The 16S rRNA gene is a frequently used marker gene in the taxonomy analyses of bacteria. 16S rRNA genes from BGISEQ-500 genomes and HiSeq 2000 genomes were extremely close in the sequence similarity and there was no significant difference in gene length. In addition, the comparison with genome distance algorithms of ANI, AAI, Mash, and Tetra supported the high similarity between BGISEQ-500 assemblies and HiSeq 2000 assemblies. Furthermore, we calculated the numbers of SNV and functional genes, and the follow-up comparison showed that the use of the two platforms had no significant impact on the detection of mutation at the single nucleotide level and in the functional annotation of bacterial genomes. The BGISEQ-500 platform appeared to have higher efficiency in deletion calling, but lower in insertion calling. Culture-independent metagenomic studies have used cultivated bacterial genomes and metagenome-assembled genomes (MAGs) to build customized databases for metagenome classification and calculation of bacterial relative abundance by metagenomic reads mapping^23,24,25,26. To assess the metagenomic read classification performance, customized genomic databases of BGISEQ-500 genome assemblies and HiSeq 2000 genome assemblies were built and mapped against metagenomic sequencing data by Kraken2 and Bracken. Comparison of relative abundances and beta-diversity analyses showed that the distribution of genome assemblies from the two platforms was extremely consistent.

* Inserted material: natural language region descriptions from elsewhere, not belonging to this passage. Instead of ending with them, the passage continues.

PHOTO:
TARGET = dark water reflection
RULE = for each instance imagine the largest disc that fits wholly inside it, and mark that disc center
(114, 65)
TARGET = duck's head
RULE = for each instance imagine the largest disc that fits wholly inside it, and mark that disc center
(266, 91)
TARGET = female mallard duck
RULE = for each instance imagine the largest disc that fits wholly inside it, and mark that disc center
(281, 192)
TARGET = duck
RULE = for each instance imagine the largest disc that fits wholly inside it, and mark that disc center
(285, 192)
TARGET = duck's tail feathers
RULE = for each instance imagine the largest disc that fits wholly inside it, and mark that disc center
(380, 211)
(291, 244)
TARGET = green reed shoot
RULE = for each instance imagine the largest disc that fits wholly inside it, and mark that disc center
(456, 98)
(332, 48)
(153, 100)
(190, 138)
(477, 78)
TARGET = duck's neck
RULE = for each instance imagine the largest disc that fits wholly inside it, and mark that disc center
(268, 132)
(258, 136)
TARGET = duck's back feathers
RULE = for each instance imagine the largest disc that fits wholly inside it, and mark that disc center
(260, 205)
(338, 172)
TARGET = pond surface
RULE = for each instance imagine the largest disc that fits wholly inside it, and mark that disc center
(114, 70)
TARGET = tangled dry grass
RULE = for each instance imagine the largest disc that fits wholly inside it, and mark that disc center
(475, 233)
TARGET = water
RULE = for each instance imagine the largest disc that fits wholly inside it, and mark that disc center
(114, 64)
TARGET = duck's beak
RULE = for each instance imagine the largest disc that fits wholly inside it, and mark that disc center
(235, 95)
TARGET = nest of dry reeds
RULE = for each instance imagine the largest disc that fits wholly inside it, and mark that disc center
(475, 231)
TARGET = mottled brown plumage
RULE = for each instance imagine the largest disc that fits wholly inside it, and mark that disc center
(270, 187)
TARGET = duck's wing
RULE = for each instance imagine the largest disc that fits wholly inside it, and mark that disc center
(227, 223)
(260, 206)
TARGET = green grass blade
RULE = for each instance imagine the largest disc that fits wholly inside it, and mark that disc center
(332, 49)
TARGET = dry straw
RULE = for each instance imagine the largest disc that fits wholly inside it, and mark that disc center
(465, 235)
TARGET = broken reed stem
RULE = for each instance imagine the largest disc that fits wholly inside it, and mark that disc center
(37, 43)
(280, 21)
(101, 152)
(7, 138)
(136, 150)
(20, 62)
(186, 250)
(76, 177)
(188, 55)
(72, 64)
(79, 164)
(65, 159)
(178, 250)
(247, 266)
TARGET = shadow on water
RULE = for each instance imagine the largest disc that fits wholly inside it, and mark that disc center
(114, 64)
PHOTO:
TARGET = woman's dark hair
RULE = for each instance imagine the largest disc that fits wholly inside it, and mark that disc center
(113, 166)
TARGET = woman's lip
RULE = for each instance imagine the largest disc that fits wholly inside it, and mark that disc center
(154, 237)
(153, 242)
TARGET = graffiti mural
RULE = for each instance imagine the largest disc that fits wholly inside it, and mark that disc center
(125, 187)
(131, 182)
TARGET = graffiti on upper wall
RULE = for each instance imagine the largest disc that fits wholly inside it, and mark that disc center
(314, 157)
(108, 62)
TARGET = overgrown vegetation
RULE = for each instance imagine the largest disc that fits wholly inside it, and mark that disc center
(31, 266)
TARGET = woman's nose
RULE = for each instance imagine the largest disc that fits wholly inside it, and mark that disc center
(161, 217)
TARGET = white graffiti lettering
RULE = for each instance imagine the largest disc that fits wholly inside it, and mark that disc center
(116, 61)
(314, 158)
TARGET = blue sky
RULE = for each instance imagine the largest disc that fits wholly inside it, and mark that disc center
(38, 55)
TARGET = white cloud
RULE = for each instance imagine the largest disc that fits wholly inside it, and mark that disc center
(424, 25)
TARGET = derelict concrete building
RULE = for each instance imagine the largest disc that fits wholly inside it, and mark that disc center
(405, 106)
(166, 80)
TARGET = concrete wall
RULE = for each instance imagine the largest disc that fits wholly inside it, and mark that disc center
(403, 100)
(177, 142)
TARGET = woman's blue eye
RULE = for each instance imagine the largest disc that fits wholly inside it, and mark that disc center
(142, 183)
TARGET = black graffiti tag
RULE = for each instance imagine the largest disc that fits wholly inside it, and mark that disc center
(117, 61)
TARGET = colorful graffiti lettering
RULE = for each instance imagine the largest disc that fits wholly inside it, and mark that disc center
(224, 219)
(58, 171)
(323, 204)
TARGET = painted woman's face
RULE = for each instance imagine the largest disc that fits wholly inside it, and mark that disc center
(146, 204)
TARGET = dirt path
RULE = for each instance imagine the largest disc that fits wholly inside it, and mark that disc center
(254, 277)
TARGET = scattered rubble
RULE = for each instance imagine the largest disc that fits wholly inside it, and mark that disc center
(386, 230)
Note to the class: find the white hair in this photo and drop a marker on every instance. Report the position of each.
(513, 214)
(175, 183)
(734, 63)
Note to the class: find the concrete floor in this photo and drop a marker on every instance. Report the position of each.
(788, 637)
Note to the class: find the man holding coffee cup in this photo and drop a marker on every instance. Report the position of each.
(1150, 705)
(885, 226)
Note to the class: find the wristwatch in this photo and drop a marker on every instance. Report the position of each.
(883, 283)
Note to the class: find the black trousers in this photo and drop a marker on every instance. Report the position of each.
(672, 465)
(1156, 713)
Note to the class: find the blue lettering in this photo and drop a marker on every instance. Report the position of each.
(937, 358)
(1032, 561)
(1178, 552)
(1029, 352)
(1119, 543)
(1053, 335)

The Illumina platforms produce accurate sequencing data rapidly and have been widely used in genome sequencing of eukaryotes and prokaryotes, and metagenome sequencing. The DNBSEQ sequencer perform better in the comparison of sequencing error rates⁸. Compared with Illumina platforms, the DNBSEQ platform was shown to be applicable for metagenomic studies providing high accuracy and technical reproducibility¹⁹. In this work, we compared the assemblies of BGISEQ-500 sequencing reads and HiSeq 2000 sequencing reads by genome assembly assessment, sequence similarity analysis of 16S rRNA genes and genomes, mutation detection, and metagenomic reads mapping demonstrating excellent performance and applicability of the BGISEQ-500 platform for bacteria genome sequencing, as also demonstrated in our recent work²¹. Besides BGISEQ-500 and Illumina HiSeq 2000, more upgraded sequencers have been produced, including DNBSEQ-T20, Illumina NovaSeq and NextSeq 1000/2000, more comparison (cost, index hopping) should be conducted on these newer platforms.

Methods

Genome sequencing, assembling, and quality assessment

Whole-genome sequencing was performed using BGISEQ-500 and HiSeq 2000 as described previously¹⁹. SOAPdenovo (v2.04)²⁹ was used for de novo assembly of sequencing reads. CheckM (v1.0.13)³⁰ was used to evaluate the completeness and contamination of genomes. QUAST (v5.0.2)³¹ was used to assess the quality of genome assemblies and conduct paired comparison with parameters ‘-f’ and ‘-r’. Unconstrained principal coordinates analysis (PCoA) based on Jaccard dissimilarity of all features in the result of QUAST was conducted using the R function ‘vegdist’ and ‘pcoa’.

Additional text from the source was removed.